Huffington Post contributor Kimberley Johnson was widely mocked on social media Thursday after she said in a tweet that she was confused by seeing an “affluent black man” driving a BMW with bumper stickers expressing support for the Tea Party and the National Rifle Association.

Johnson, a spokesperson for the woman’s rights organization We Are Woman, deleted the tweet and defended herself against accusations of racism in a followup message posted to her Twitter account.

“I deleted a tweet that questioned why African Americans would support the Tea Party, and people saw that as racist.” she wrote. “I do not see the GOP working in the best interests of people of color or women.”

Johnson was lambasted by many conservatives who viewed her tweet as emblematic of a patronizing and out of touch brand of liberalism.

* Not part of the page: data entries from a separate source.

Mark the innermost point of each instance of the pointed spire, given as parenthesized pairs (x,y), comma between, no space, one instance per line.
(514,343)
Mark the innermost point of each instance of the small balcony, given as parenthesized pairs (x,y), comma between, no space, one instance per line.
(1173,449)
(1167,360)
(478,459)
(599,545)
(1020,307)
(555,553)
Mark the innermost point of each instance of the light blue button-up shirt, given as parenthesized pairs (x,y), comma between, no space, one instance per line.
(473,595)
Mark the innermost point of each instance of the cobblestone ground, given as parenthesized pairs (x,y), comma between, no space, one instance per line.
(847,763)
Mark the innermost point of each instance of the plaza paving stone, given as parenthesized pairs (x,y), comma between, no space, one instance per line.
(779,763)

“Beware of the Hand When It’s Coming from the Left”: The tensions between liberal uplift and liberal paternalism have a storied history in culture, literature, and politics.

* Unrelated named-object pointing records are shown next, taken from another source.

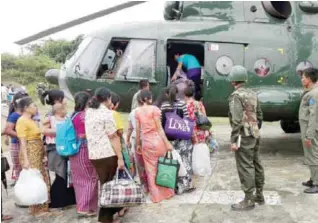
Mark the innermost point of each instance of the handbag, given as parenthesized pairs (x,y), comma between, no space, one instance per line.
(177,127)
(4,164)
(121,192)
(167,171)
(125,153)
(202,121)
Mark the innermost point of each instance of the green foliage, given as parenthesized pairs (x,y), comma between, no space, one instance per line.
(26,69)
(55,49)
(30,69)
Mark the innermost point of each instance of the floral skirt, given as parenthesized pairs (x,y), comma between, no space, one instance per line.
(35,153)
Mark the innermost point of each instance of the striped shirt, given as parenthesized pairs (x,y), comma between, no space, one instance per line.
(180,107)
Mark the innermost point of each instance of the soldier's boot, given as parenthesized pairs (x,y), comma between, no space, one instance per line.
(244,205)
(259,197)
(312,190)
(308,183)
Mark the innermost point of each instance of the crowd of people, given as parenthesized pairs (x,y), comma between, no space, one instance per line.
(100,128)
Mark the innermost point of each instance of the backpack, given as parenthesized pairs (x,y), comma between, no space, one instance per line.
(66,140)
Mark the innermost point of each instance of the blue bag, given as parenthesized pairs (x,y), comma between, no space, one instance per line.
(66,140)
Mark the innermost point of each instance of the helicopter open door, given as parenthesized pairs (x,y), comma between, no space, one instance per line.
(218,61)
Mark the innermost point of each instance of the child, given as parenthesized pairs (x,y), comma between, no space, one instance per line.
(61,194)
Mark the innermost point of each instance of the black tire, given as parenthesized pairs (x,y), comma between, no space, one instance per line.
(290,126)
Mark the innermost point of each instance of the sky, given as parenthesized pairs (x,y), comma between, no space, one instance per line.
(21,18)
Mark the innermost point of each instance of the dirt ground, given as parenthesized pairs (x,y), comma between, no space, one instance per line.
(282,157)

Long before Public Enemy’s Chuck D rapped “beware of the hand when it’s coming from the left” on 1991’s classic “Can’t Truss It,” great black American writers — from Ellison to Wright to Baldwin — scrutinized the paternalistic aspects of white liberalism.

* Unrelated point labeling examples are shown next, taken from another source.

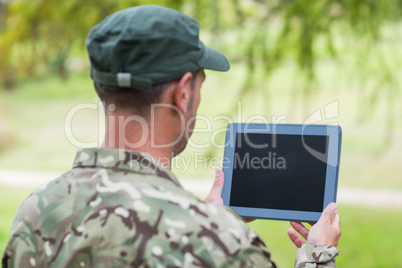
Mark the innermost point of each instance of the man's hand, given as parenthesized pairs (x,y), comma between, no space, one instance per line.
(214,196)
(326,231)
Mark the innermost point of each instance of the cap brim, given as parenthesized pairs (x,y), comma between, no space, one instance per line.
(213,59)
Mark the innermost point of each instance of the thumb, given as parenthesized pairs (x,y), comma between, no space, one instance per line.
(329,213)
(214,195)
(216,189)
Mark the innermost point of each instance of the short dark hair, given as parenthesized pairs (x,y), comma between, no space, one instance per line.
(139,101)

Earlier this year, such considerations were thrust into the mainstream national conversation, ignited by a single tweet from rapper, producer, entrepreneur Kanye West.

“I love the way Candace Owens thinks,” West wrote in an April 21 tweet, referencing a millennial, pro-Trump, conservative critic who is also a black woman.

What followed was a frenzied news cycle that saw West advocate for independent thought, came out as a supporter of President Donald Trump and sparked debates over whether he was shining a light on hegemonic media influence over political and cultural narratives or if he’d simply lost his mind.

Cultural critic Armond White characterized West’s outburst as “an appeal to reason that disconnects from the party line that keeps black Americans tied to the aims of leftist doom merchants who continue to manipulate them as disaster-prone unfortunates.”

In The Atlantic, Ta Nehisi Coates suggested West had chosen a “path of self destruction” disconnected from his black identity.

Throughout the praise and criticism, West continued to affirm he was attempting to break Americans free from staid patterns and narratives that preordained how certain groups are supposed to think.

There is at least some evidence that West was onto something. Coleman Hughes, ​writing about West for Quillette in April, cited several polls on issues such as race affirmative action, and microaggressions that contradict the perception that blacks’ views “align with ‘progressive’ policies.”

This might help contextualize much of the frustration, expressed as mockery, directed toward Johnson for her tweet expressing confusion that a wealthy black man could support the NRA.

On the other hand: Some Republicans, and particularly populist conservative movements like the Tea Party and MAGA, have arguably done little in the way of distancing themselves from the worst elements, making it easy for Democrats to paint the whole movement as tolerant of bigotry.